3. You get back the language code (e.g., 'spa') or a list of top candidates with their exact probability scores.

## Frequently Asked Questions

**Why is this better than asking Claude to detect the language?**
LLMs often hallucinate languages for short strings or names. They also struggle to provide standardized ISO codes reliably. This engine uses mathematical N-gram analysis (the same technique behind Google Search language detection) to deterministically map text to one of 400+ ISO 639-3 codes.

**What does it mean if it returns 'und'?**
'und' stands for Undefined. It means the text is too short, mostly numbers, or too ambiguous to confidently map to a single language. This is a feature — it prevents your routing logic from making false assumptions.

**Can I force it to choose between specific languages?**
Yes. Pass an array of ISO 639-3 codes to the 'only' parameter (e.g., ['eng', 'por', 'spa']). The engine will only calculate probabilities within that subset.

**When I run `detect_language` on large batches of text, are there any rate limits I should know about?**
The MCP handles standard API rate limiting. For high-volume processing, you'll need to implement exponential backoff in your agent logic. Vinkius manages the overall throughput, but sustained, massive requests require thoughtful throttling on your end.

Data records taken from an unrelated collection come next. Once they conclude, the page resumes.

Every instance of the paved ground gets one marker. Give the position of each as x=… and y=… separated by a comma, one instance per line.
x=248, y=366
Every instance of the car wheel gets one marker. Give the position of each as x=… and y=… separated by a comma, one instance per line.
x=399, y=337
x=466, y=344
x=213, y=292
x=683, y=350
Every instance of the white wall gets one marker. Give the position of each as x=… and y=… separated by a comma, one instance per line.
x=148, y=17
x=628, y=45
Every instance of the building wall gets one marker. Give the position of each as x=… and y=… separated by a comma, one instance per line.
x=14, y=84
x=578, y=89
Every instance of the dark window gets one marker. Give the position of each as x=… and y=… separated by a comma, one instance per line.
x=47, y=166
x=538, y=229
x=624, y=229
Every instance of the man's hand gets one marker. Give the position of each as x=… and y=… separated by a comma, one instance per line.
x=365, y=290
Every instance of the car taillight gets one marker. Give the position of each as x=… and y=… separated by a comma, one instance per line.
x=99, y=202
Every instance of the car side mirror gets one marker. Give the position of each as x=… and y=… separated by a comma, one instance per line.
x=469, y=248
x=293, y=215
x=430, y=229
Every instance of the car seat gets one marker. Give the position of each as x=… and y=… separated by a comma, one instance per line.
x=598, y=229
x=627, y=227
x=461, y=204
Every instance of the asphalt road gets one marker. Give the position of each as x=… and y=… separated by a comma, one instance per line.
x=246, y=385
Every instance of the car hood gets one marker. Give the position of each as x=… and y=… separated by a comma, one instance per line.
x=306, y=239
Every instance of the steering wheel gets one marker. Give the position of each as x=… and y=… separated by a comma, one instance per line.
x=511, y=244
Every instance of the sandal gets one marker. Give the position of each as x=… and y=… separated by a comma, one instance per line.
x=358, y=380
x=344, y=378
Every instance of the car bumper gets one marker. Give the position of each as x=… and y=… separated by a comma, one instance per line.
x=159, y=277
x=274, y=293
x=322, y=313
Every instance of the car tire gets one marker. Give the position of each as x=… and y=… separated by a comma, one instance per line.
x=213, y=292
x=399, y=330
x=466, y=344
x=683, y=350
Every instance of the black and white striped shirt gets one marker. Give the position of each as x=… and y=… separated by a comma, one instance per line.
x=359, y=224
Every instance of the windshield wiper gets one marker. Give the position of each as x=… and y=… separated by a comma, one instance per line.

**What happens if I pass an empty string or null data to `detect_language`?**
The tool is designed to handle non-text input gracefully. If you send nothing, it won't crash; instead, it will return a defined error status indicating that no text was provided for analysis.

**Are the language codes returned by `detect_language` reliable enough for direct database lookups?**
Yes. The output uses standard ISO 639-3 codes (like 'eng' or 'por'), which are industry standards. This means they map directly and reliably to existing localization fields in most modern databases.

**Do I need any special setup when connecting my agent to the Language Detector Engine via MCP?**
No specialized setup is required beyond standard Vinkius authentication. Once your AI client connects through the MCP, you just call `detect_language` using its native API structure.

**Can I pass multiple text segments to `detect_language` at once for comparison?**
You can include multiple distinct texts in a single prompt. The tool will process each segment individually, returning separate detection results and confidence scores for every piece of input you provide.